- 野平 史彦
- 株式会社野平都市建築研究所 代表取締役
- 千葉県
- 建築家
対象:住宅設計・構造
近年の自然素材ブームは、消費者がそうした今までの家づくりの間違いに気付き始めたからに他なりませんが、自然素材を多用したからといって、それで安心してしまってはいけません。
家づくりは「自然素材」=「健康」という単純なことではないのです。
無垢の木は呼吸する、とか、壁に珪藻土や漆喰を塗ると、調湿効果があり、空気を清浄に保ってくれるとか、健康に良いと聞くと何でも取り入れてみたくなるのが人情というもので、家のつくり手達も“自然素材の家”と言って客を集めていますが、そうした表面的なものばかりに目がいっていては本質的な問題がいつまでもなおざりにされてしまいます。
問題のひとつは、如何に表面的に自然素材に溢れた家でも、壁の中で結露を起こしてしまっていては意味がないという事。
家のつくり手の殆どは、未だに内部結露の問題には無頓着で、平気で湿気の抜けない合板張りの家を造っています。
即ち、内部結露を起こさない正しい仕様が作れる家のつくり手がほとんどいないのです。
内部結露は自慢の無垢の木を腐らせ、カビやダニを発生させ、相変わらず家の不健康を改善できないでいます。
化学物質過敏症が流行し、そればかりに目がいく様になると、それまでのシックハウスの本質的な問題をすっかり忘れてしまっているのです。
そして、目に見えない大事なもうひとつの事があります。
日本人の殆どの人が今でも意識していないこと、そして、歴史的にみても日本の家づくりにはじめから欠けていたのがあります。それは「換気」です。
尤も、旧来の日本の家は構造体である木を腐らせない為に隙間だらけの家で、充分な自然換気が行われていましたから、特段、換気を意識する必要はありませんでした。
しかし、それが石油化学建材によってこれだけ湿気の抜けない家になり、25年しかもたない家に成り果てても、そんな家を日本の気候に合った開放的な家だと思い込んでいたのです。

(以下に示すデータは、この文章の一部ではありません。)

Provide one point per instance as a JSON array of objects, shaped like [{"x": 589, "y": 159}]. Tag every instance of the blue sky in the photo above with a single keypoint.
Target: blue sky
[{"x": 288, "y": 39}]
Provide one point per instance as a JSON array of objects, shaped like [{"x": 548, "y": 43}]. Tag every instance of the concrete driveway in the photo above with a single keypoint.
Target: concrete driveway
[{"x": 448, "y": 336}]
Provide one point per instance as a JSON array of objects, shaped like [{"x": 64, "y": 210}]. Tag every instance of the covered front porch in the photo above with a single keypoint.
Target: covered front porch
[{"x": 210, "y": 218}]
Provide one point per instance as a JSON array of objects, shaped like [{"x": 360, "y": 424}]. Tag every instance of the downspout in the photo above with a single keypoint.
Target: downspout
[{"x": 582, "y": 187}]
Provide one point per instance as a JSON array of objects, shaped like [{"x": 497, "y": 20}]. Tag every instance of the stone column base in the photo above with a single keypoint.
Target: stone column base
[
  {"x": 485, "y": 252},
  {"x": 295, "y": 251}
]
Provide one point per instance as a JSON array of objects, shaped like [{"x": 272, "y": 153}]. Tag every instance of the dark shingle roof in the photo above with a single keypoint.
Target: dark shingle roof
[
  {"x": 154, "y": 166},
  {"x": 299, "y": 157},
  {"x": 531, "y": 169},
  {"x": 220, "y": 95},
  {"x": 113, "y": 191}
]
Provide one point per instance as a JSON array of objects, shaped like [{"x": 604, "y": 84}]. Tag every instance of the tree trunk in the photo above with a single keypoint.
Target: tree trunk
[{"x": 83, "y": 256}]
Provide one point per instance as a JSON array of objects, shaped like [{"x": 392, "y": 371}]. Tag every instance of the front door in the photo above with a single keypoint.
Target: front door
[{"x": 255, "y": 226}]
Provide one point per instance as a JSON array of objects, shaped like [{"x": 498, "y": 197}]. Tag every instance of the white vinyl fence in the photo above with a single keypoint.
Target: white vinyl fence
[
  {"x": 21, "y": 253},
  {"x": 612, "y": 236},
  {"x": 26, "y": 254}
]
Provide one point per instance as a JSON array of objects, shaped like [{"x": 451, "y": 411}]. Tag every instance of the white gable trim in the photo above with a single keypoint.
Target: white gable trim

自然素材に調湿性があるとしても、それは微々たるものです。ほとんどイメージの領域に過ぎないと言っても過言ではありません。
家のつくり手の中には機械換気に反対する自然派の人達が大勢います。
当の私も何とか機械に頼らない方法がないかと、パッシブ換気(自然換気の方法)を随分試行してきましたが、未だに機械にかなう上手い方法が見つけられないでいます。
最近、武田邦彦氏の「偽善エコロジー」という本が随分売れている様です。
ここには「エコ」と言われているほとんどの事が実は「エコ」になっていないことが書かれています。
“自然”というイメージが、実は自然の本質を見誤らせていることがある、ということを私達はそろそろ知る必要があるのではないでしょうか?